Electrochemotherapy helps to get chemotherapy to the cancer cells. Chemotherapy uses anti-cancer medicines to destroy cancer cells.
Why you should have electrochemotherapy
Your healthcare team will recommend the best treatment for you. Electrochemotherapy can:
- treat your cancer or health condition
- reduce the symptoms you have
- reduce the size of your cancer
- give you less side effects because it’s a lower dose of chemotherapy
- target the treatment area
Other treatment options
If there is another treatment option, your healthcare team will discuss it with you.
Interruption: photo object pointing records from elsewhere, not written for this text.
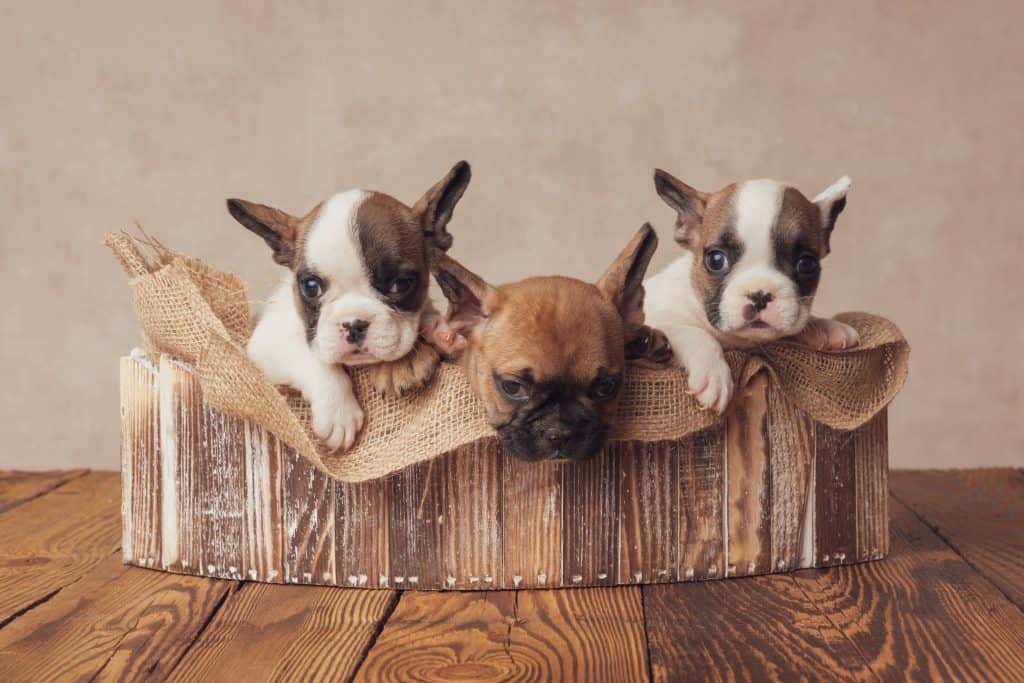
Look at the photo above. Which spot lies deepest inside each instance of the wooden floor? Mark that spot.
(947, 604)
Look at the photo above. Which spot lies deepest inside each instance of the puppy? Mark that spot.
(355, 294)
(749, 275)
(546, 355)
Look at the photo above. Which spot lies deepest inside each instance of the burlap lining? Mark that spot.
(201, 315)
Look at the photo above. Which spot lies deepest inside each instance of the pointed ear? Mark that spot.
(278, 228)
(437, 205)
(688, 203)
(467, 293)
(830, 203)
(623, 283)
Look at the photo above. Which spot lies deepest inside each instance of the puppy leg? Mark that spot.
(708, 374)
(825, 334)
This may include surgery, radiotherapy, immunotherapy or chemotherapy.
Giving your permission (consent)
We want to involve you in decisions about your care and treatment. Your healthcare team will explain your treatment options.
If you decide to have electrochemotherapy, you will be asked to sign a consent form. This form says that you agree to have the treatment and understand what it involves.
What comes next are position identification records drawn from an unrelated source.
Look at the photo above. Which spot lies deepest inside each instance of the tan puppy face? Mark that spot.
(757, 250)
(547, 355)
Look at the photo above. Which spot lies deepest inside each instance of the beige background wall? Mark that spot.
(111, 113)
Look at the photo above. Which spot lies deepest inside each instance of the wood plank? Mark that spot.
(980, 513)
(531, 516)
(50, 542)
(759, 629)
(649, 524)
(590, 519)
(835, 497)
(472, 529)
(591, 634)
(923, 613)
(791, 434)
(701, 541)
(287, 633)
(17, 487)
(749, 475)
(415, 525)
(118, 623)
You can withdraw your consent at any time, even if you have previously said yes to electrochemotherapy.
If you would like more information about giving your consent, please speak to a member of staff caring for you.
If you decide you do not want to have treatment, your healthcare team can give you support with this decision.
Side effects of electrochemotherapy
The side effects of electrochemotherapy are different to chemotherapy. This is because electrochemotherapy uses a lower dose of chemotherapy than other chemotherapy treatments. Serious side effects are not common.
You may have muscle cramps or twitching when the electrical pulse is being given. This will stop once the treatment ends.
If you have any pain after the treatment has stopped, speak to a member of staff caring for you. They can give you a painkiller to help. Contact your doctor if the pain increases and does not go away after taking medication.
You may have a mild fever after electrochemotherapy. Your healthcare team will give you medicine to help with this.
Other possible side effects include:
- skin changes, such as redness, a rash or ulcer
- changes to the colour of your skin
- flu like symptoms, such as aching
- feeling sick or being sick
- feeling breathless
If you feel breathless speak to your healthcare team immediately.
It’s rare, but the area where you have treatment may become infected. Look out for signs of an infection, such as:
- swelling and redness
- more pain than usual
- liquid (discharge) in or around the area
Get in touch with your healthcare team if you think you have an infection.